There are a few quirks in that article, but at least they sort of got one thing right, the opener: (paraphrasing)
Exgay has no place in the school system — not because they make these claims about themselves, but because of the anti-gay claims they also make.But what would we know. “People”, as Alan’s photo says “need alternatives”, and hence I suggest the KKK and neo-nazi skinheads be be likewise invited. Just for that all important “alternative viewpoint”, of course.As that is all that matters; no consideration need be given to whether the claims are valid, stretched, invented, or merely created out of thin air by a marketing department in Colorado Springs.
“There’s a fine line between saying ‘Change is possible, and I have changed’ and saying ‘Change is possible, and you better change because something’s wrong with you,’ ” said Eliza Byard.
I’m with Eliza. Implicit in “you can change” is “you should change because you’re bad”. Canada got rid of holocaust denier Ernst Zundel for telling harmful lies, surely there must be a way to hold the antigay “exgay” liars legally accountable as well.
The usual outreach is to be there for those who they say are ‘struggling’ with homosexuality.
Well, children aren’t the developed into really realizing THAT yet right?
How can it be a struggle if there haven’t been any real difficulties with being gay?
Then you’d have to factor in the motive: if it’s religious, saving souls from the brink of hell, it’s inappropriate to introduce into a public school.
If the churches aren’t persuasive enough, that’s too bad. That’s THEIR job, not that of public school teachers.
The other part of this is privacy. If a child had an actual clinical problem with depression, or bi polar disorder or even schizophrenia (the onset begins around ages 17-22) there are no psychiatrists allowed to come in and teach in schools on it as it’s sufferes being BAD people or in for a bad life of unhappiness and prejudice so take this pill or do this discipline and you’ll be a happy person.
That wouldn’t be allowed, and no parents with that issue in their family life is suing for a psychiatrist to do so.
No, it’s inappropriate for a school to introduce something that’s not clinically organic,unlicensed or supported by the legitimate psychiatric community.
Indeed, it IS a school’s job to reduce prejudice and support the successful integration of students with each other.
Especially if being gay has no bearing on academic performance or adjustment with one’s friends in school.
In this case of premature access to children whose ‘struggle’ isn’t determined yet, I’d say the real struggle is in the parent’s minds, not their gay childs.
And in that regard, the child isn’t given the option of choosing how to address his orientation, the ADULTS are.
I want someone to suggest that the Jews in this equation consider the alternative to being a Jew.
After all, accepting Jesus as your Saviour is the only real way to heaven.
Especially since Jews don’t believe in heaven or hell as Christians do.
Jews can change into Christians, after all it’s a ‘struggle’ out there to be a Jew.
Since before Christ.

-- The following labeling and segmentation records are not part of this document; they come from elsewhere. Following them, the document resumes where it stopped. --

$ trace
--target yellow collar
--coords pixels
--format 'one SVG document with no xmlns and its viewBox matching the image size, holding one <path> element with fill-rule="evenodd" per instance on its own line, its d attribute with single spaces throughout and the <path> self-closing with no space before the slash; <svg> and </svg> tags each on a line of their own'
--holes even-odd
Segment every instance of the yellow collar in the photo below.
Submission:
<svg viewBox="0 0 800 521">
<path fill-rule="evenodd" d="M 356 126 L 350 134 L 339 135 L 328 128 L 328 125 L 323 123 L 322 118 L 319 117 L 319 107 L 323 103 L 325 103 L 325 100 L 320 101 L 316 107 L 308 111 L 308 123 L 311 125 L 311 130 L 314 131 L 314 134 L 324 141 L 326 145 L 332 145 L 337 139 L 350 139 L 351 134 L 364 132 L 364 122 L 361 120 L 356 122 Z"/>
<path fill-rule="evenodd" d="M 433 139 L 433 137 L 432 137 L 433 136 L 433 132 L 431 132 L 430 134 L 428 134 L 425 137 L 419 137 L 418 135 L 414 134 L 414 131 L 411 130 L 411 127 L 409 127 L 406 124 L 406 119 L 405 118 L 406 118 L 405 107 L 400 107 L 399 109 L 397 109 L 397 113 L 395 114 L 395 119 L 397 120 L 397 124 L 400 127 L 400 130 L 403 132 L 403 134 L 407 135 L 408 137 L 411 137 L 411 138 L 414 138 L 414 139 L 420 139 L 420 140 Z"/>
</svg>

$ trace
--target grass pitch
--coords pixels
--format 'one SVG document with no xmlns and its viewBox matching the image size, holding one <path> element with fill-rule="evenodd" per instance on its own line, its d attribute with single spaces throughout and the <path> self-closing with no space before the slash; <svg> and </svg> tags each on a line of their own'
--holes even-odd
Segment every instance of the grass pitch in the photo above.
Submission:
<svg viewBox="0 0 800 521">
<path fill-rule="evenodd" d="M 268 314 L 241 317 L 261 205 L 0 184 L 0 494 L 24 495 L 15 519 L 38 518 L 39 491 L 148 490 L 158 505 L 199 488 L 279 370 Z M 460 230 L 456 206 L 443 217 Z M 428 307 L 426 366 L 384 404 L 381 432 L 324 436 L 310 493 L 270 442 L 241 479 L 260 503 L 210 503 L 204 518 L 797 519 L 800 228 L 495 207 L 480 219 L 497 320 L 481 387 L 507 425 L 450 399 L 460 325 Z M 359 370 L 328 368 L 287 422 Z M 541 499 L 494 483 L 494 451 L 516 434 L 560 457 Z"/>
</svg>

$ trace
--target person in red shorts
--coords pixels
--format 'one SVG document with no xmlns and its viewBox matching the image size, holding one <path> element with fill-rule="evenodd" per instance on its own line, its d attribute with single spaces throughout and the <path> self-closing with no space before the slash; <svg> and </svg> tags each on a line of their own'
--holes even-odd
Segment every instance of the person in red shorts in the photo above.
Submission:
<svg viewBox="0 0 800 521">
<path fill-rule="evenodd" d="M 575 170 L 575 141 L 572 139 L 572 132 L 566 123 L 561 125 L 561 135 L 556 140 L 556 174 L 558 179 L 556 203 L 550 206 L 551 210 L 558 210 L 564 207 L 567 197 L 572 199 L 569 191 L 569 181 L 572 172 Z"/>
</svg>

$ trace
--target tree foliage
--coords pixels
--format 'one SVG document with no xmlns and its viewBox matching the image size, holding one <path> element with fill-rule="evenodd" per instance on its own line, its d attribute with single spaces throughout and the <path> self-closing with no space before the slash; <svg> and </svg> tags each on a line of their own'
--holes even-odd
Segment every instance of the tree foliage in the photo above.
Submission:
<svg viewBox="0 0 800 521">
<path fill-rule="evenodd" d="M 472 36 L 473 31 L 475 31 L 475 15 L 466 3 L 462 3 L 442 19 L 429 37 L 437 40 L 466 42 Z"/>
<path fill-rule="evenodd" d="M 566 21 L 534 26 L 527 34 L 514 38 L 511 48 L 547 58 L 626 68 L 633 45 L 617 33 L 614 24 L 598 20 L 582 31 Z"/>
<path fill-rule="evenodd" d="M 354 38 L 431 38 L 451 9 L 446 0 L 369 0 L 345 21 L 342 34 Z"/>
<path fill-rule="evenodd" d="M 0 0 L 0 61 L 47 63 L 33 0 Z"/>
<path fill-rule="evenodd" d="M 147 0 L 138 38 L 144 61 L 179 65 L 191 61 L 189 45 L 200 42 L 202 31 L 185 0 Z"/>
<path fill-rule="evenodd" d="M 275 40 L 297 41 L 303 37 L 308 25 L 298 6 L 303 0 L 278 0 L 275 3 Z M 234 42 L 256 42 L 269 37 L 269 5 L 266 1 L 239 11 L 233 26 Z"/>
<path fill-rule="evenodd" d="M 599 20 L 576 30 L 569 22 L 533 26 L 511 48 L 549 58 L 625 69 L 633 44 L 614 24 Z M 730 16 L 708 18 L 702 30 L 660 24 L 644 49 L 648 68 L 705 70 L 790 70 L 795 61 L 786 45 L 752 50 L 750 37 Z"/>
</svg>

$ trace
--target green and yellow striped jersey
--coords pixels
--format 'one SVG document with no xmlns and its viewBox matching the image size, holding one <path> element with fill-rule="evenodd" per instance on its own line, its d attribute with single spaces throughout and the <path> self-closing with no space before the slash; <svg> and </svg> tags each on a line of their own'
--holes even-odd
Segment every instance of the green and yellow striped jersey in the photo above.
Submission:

And look at all the Jews who converted then.
There’s a lot of people who don’t want Jews to exist or Israel to be run by Jews.
The Holocaust proves international and traditional disapproval and dislike of Jews, so therefore the majority would be right to offer Jews the option of changing.

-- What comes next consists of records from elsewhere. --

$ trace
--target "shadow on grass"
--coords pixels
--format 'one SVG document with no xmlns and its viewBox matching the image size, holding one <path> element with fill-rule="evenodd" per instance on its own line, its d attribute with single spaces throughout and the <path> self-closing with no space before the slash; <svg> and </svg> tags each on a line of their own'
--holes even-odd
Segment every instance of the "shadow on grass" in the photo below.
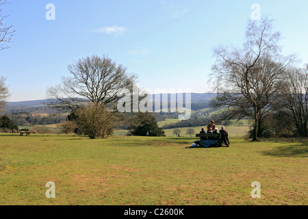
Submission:
<svg viewBox="0 0 308 219">
<path fill-rule="evenodd" d="M 272 151 L 262 152 L 264 155 L 274 157 L 308 157 L 308 145 L 305 143 L 282 146 Z"/>
</svg>

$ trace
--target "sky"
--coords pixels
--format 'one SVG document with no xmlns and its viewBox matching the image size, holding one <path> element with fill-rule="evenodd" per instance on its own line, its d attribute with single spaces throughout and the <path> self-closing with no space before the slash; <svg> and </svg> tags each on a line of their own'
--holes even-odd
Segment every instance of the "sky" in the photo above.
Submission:
<svg viewBox="0 0 308 219">
<path fill-rule="evenodd" d="M 283 55 L 308 63 L 307 11 L 308 0 L 10 0 L 2 13 L 16 32 L 0 51 L 0 76 L 8 101 L 44 99 L 47 87 L 69 76 L 68 65 L 105 55 L 153 93 L 214 92 L 213 49 L 240 47 L 256 12 L 274 19 Z"/>
</svg>

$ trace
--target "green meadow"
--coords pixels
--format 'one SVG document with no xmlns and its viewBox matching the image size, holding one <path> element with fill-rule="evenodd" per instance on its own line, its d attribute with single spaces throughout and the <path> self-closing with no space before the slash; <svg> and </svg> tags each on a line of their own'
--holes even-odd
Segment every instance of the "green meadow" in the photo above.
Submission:
<svg viewBox="0 0 308 219">
<path fill-rule="evenodd" d="M 307 205 L 307 140 L 0 134 L 0 205 Z M 47 198 L 47 182 L 55 198 Z M 251 183 L 261 197 L 251 196 Z"/>
</svg>

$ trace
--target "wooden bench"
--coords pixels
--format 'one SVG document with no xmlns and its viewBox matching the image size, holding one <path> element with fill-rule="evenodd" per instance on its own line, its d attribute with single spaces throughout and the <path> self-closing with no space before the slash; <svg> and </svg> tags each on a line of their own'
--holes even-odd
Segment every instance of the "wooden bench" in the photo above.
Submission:
<svg viewBox="0 0 308 219">
<path fill-rule="evenodd" d="M 19 129 L 19 135 L 23 136 L 23 134 L 29 135 L 30 131 L 29 131 L 29 129 Z"/>
<path fill-rule="evenodd" d="M 222 138 L 221 138 L 221 133 L 198 133 L 196 134 L 196 137 L 199 137 L 200 140 L 203 140 L 202 138 L 205 138 L 206 140 L 219 140 L 220 146 L 222 144 Z M 209 137 L 210 139 L 209 139 Z M 212 138 L 212 139 L 211 139 Z"/>
</svg>

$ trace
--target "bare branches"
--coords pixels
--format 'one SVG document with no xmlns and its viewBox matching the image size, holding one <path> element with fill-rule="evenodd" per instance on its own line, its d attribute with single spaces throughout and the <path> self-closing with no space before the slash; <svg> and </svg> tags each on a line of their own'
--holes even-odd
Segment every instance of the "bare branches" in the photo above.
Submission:
<svg viewBox="0 0 308 219">
<path fill-rule="evenodd" d="M 8 49 L 9 46 L 5 46 L 3 43 L 11 42 L 15 30 L 12 29 L 12 25 L 7 26 L 3 23 L 3 21 L 8 16 L 2 14 L 2 6 L 7 5 L 8 3 L 6 0 L 0 0 L 0 50 Z"/>
<path fill-rule="evenodd" d="M 62 77 L 60 85 L 47 90 L 49 105 L 62 112 L 76 110 L 87 102 L 112 104 L 118 99 L 118 92 L 130 90 L 136 79 L 136 75 L 127 73 L 125 67 L 105 55 L 79 59 L 68 69 L 70 77 Z"/>
<path fill-rule="evenodd" d="M 294 61 L 294 57 L 279 54 L 280 33 L 272 31 L 272 22 L 268 18 L 249 21 L 242 48 L 220 46 L 214 50 L 212 70 L 219 94 L 212 106 L 227 107 L 224 120 L 253 118 L 255 129 L 261 118 L 270 112 L 285 69 Z"/>
<path fill-rule="evenodd" d="M 10 96 L 10 92 L 5 83 L 5 79 L 0 77 L 0 112 L 5 105 L 5 100 Z"/>
</svg>

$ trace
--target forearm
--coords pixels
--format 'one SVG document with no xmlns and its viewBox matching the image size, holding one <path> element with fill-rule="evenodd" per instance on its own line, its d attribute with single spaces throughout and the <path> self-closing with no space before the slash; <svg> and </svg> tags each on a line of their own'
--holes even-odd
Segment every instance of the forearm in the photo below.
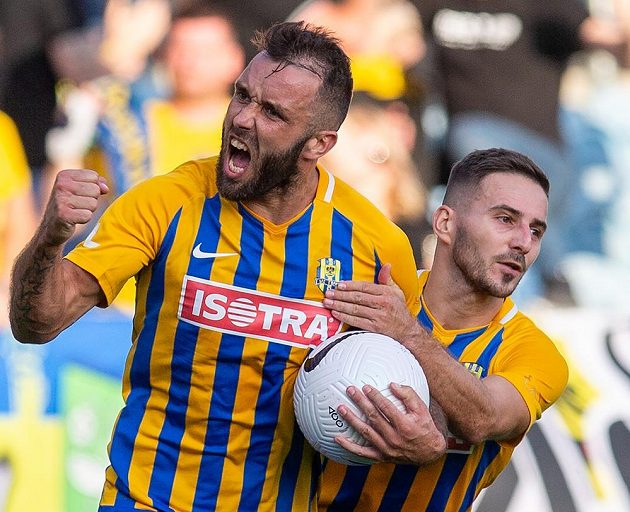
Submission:
<svg viewBox="0 0 630 512">
<path fill-rule="evenodd" d="M 448 418 L 450 431 L 472 443 L 491 437 L 497 413 L 482 381 L 419 325 L 401 342 L 420 362 L 431 396 Z"/>
<path fill-rule="evenodd" d="M 44 240 L 42 230 L 15 260 L 9 319 L 13 335 L 25 343 L 45 343 L 64 327 L 63 245 Z"/>
</svg>

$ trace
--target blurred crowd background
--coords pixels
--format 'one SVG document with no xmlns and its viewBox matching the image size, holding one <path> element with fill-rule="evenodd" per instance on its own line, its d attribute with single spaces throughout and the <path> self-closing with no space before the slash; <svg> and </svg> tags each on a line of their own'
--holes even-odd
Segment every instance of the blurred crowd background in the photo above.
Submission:
<svg viewBox="0 0 630 512">
<path fill-rule="evenodd" d="M 93 510 L 120 401 L 132 286 L 50 346 L 8 330 L 11 264 L 56 173 L 98 170 L 111 201 L 217 153 L 251 36 L 287 19 L 350 55 L 322 165 L 403 227 L 419 267 L 456 160 L 508 147 L 547 171 L 551 229 L 515 298 L 572 379 L 477 507 L 630 509 L 630 0 L 2 0 L 0 510 Z"/>
</svg>

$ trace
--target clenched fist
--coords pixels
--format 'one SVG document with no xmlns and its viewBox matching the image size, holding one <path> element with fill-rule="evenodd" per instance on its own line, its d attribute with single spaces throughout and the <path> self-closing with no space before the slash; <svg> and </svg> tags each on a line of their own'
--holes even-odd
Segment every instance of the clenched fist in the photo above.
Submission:
<svg viewBox="0 0 630 512">
<path fill-rule="evenodd" d="M 66 169 L 57 174 L 42 221 L 49 245 L 62 245 L 72 237 L 77 224 L 92 220 L 98 200 L 109 188 L 105 178 L 89 169 Z"/>
</svg>

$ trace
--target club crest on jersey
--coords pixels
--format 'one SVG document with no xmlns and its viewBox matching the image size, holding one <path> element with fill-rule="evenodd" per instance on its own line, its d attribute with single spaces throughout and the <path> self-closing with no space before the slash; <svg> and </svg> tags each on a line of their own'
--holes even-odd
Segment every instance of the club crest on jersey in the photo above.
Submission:
<svg viewBox="0 0 630 512">
<path fill-rule="evenodd" d="M 483 377 L 483 372 L 485 368 L 477 363 L 462 363 L 464 368 L 466 368 L 470 373 L 472 373 L 475 377 L 480 379 Z"/>
<path fill-rule="evenodd" d="M 318 261 L 315 284 L 323 292 L 335 289 L 341 276 L 341 261 L 334 258 L 321 258 Z"/>
</svg>

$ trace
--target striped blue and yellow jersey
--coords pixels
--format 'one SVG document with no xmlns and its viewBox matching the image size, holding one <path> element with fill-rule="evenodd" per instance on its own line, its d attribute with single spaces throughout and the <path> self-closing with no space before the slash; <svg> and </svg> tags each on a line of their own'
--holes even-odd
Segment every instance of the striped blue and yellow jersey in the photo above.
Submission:
<svg viewBox="0 0 630 512">
<path fill-rule="evenodd" d="M 421 290 L 428 274 L 420 274 Z M 511 382 L 527 404 L 530 426 L 567 383 L 567 364 L 553 342 L 509 298 L 485 326 L 444 329 L 422 300 L 418 320 L 478 378 L 501 375 Z M 450 438 L 447 454 L 420 468 L 394 464 L 343 466 L 327 461 L 319 510 L 470 510 L 479 492 L 505 468 L 519 441 L 486 441 L 471 446 Z"/>
<path fill-rule="evenodd" d="M 67 256 L 108 303 L 137 282 L 103 511 L 309 510 L 320 458 L 292 394 L 309 348 L 343 327 L 324 291 L 390 262 L 419 309 L 406 236 L 345 183 L 320 169 L 312 204 L 274 225 L 219 196 L 215 165 L 140 183 Z"/>
</svg>

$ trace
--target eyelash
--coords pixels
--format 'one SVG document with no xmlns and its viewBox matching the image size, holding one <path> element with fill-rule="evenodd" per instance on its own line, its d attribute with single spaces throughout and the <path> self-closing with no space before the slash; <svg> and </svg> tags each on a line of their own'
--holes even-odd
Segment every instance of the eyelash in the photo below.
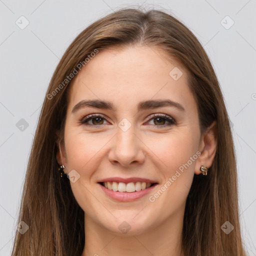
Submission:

If these people in this school think for a second that’s acceptable, then the Jews in this situation shouldn’t be engaged in giving anyone an option to switch identity based on ‘struggle’.

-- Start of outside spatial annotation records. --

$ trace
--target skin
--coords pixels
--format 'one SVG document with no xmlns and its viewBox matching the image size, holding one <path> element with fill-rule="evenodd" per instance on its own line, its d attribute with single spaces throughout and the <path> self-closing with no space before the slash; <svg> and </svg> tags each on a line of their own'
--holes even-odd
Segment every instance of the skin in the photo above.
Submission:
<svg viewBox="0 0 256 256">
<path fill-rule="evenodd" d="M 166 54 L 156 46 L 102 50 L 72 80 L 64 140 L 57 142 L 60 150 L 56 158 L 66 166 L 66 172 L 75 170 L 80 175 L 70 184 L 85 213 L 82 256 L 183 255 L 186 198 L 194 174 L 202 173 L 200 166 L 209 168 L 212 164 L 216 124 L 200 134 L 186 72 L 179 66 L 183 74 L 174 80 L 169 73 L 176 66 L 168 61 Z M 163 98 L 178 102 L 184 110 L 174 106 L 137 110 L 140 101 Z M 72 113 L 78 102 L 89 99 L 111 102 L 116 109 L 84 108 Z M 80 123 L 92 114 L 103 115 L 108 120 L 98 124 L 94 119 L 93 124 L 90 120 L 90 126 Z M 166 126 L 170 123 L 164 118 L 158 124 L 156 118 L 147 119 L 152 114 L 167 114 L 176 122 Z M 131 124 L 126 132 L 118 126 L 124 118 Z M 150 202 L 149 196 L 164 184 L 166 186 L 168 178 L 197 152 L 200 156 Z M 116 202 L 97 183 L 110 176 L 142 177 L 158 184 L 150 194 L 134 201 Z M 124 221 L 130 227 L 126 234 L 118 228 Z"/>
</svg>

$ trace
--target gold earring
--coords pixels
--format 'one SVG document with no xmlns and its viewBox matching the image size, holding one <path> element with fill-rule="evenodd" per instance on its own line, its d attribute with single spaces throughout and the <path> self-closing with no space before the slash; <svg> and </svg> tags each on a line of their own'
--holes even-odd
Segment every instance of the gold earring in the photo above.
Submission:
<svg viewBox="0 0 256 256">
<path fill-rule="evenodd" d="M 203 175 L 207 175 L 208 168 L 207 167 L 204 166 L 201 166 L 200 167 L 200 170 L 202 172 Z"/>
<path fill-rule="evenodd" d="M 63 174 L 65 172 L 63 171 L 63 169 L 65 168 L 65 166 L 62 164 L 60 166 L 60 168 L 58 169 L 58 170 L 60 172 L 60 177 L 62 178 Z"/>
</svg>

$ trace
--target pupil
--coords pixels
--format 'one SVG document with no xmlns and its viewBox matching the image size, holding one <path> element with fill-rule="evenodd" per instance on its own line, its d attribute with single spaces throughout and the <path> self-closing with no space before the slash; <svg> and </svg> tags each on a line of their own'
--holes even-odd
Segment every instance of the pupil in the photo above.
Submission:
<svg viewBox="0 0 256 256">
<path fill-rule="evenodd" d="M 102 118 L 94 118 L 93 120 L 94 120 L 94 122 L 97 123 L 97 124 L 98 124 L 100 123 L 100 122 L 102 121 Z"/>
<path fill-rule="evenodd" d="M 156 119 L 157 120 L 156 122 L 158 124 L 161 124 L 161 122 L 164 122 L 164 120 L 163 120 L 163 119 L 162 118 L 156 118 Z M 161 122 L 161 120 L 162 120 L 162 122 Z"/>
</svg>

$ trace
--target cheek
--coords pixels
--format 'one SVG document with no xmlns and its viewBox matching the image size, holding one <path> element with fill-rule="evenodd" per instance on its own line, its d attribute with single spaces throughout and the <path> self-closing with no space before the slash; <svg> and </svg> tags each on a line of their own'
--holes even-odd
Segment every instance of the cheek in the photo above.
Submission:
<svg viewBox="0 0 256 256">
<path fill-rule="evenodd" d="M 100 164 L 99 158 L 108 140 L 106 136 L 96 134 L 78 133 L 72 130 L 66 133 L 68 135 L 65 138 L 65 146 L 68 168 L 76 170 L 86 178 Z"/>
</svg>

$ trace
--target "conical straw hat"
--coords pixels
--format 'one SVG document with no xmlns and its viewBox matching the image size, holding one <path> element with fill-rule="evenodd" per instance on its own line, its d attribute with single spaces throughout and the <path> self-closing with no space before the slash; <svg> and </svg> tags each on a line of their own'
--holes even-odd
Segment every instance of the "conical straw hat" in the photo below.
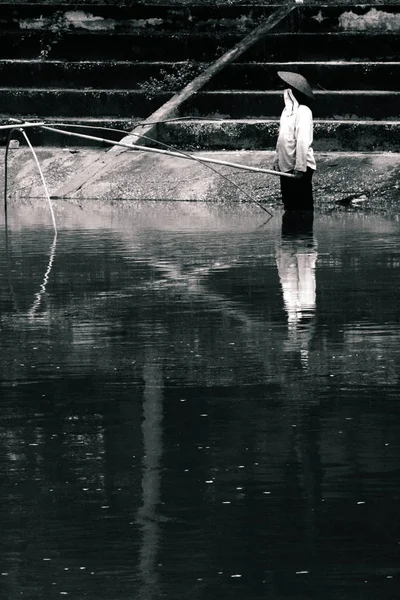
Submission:
<svg viewBox="0 0 400 600">
<path fill-rule="evenodd" d="M 298 90 L 302 94 L 305 94 L 309 98 L 314 100 L 314 94 L 307 79 L 299 73 L 292 73 L 291 71 L 278 71 L 278 75 L 285 83 L 288 83 L 295 90 Z"/>
</svg>

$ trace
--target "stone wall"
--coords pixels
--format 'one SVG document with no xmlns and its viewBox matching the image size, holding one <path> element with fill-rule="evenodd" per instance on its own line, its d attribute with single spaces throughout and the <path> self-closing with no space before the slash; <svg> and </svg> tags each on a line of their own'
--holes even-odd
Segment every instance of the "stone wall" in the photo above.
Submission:
<svg viewBox="0 0 400 600">
<path fill-rule="evenodd" d="M 289 0 L 293 4 L 303 4 L 309 6 L 335 6 L 335 5 L 346 5 L 346 6 L 398 6 L 399 0 Z M 1 4 L 10 4 L 6 0 L 0 0 Z M 288 0 L 13 0 L 13 4 L 22 5 L 65 5 L 72 6 L 74 10 L 79 9 L 80 6 L 87 5 L 106 5 L 106 6 L 129 6 L 133 7 L 143 5 L 154 5 L 154 6 L 279 6 L 288 4 Z"/>
</svg>

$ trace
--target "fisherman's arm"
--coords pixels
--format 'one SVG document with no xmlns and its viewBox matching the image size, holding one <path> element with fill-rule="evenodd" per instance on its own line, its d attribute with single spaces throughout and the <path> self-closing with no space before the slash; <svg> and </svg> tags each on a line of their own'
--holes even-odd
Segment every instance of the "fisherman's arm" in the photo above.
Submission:
<svg viewBox="0 0 400 600">
<path fill-rule="evenodd" d="M 296 122 L 296 164 L 294 174 L 300 178 L 307 171 L 307 155 L 313 143 L 313 118 L 311 110 L 302 106 Z"/>
</svg>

The insult towards Jews is just as implicit as it is for gay people.
Enough people don’t like you, so you better disappear.
Regan, that’s an excellent point about no parents asking psychiatrists to intervene in schools when schizophrenia or depression is present in children. The “exgays” like to analogize being gay with having a disease but if they believe that why treat being gay different from diseases like schizophrenia? Why does being gay as a disease deserve special treatment and if it is a disease caused by distant fathers and sexual abuse what need is there to be in schools pretending its a choice in need of being discouraged?